ICA Miami: "Goodoo" Dolls, Melting Ladies, and Mental Help (Photos)

As far as new museums go, the Institute of Contemporary Art (ICA) is unique in that it's currently setting up shop within the Moore Building in the Design District. Oh, yeah, and it was forged out of a dispute from the people behind the board of directors over at North Miami's Museum of Contemporary Art (MOCA).

While the ICA waits in hopefulness for a more permanent building to call home, the museum has seen fit to officially open its doors to the public during Miami Art Week. It's only the best possible timing.

See also: Miami's Newest Museum Offers Some Serious Art Therapy

Pass the tiny glass doors and once inside the place is awash in white. In the middle of the bustling entranceway, there lays an ash-colored figure. At first, your instinct might be to help this person stand up who has clearly fallen down, but as you approach, you notice the sunken features and what appears to be dry glue covering the body.

Ah, contemporary art at its finest -- and strangest.

The melted lady, as she shall henceforth be referred to, is part of the "As I Lay Drying" installation by Andra Ursuta, which takes up the entire middle area working its way up rather than around the space.

Inspired by patriotism and protest, each piece instills a sense of rebellion. Peering out from the second and fourth floors, you can see two quilted fists that inflate and deflate every so often. Viva la revolution!

Be sure to look out for the collection of colorful butt stools. They're stools with neat butt-imprint cushions atop. We're still working on the rebellious meaning behind this one.

The melted lady and butt stools were not, however, the strangest things on display at the ICA. Rather, Pedro Reyes' second floor exhibit, "Sanatorium," was delectably mind-bending.

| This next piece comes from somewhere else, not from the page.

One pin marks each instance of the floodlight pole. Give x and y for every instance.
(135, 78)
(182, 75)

As an artist, Reyes is fascinated with social relationships and seeks to use his art to shape our interactions and outlook.

The "Sanatorium," as described in the curator statement, is a "'transient clinic' wherein the visitor is treated for highly individuated experiences and afflictions, but also for the passive condition of interacting in public spaces and viewing art... In the Sanatorium, performance art is experienced as an unspoken contract between volunteer therapists and museum visitors."

Structured as an interactive experience, the "Sanatorium" is drenched in white--a common theme throughout the museum--giving it that mental hospital feel. The space is divided up into various closed-off rooms and areas, each dedicated to a different facet or method used in mental health treatments.

Each section is run by a volunteer therapist (they'll be the ones with the white lab coats on) whose goal is to assist you in your treatment.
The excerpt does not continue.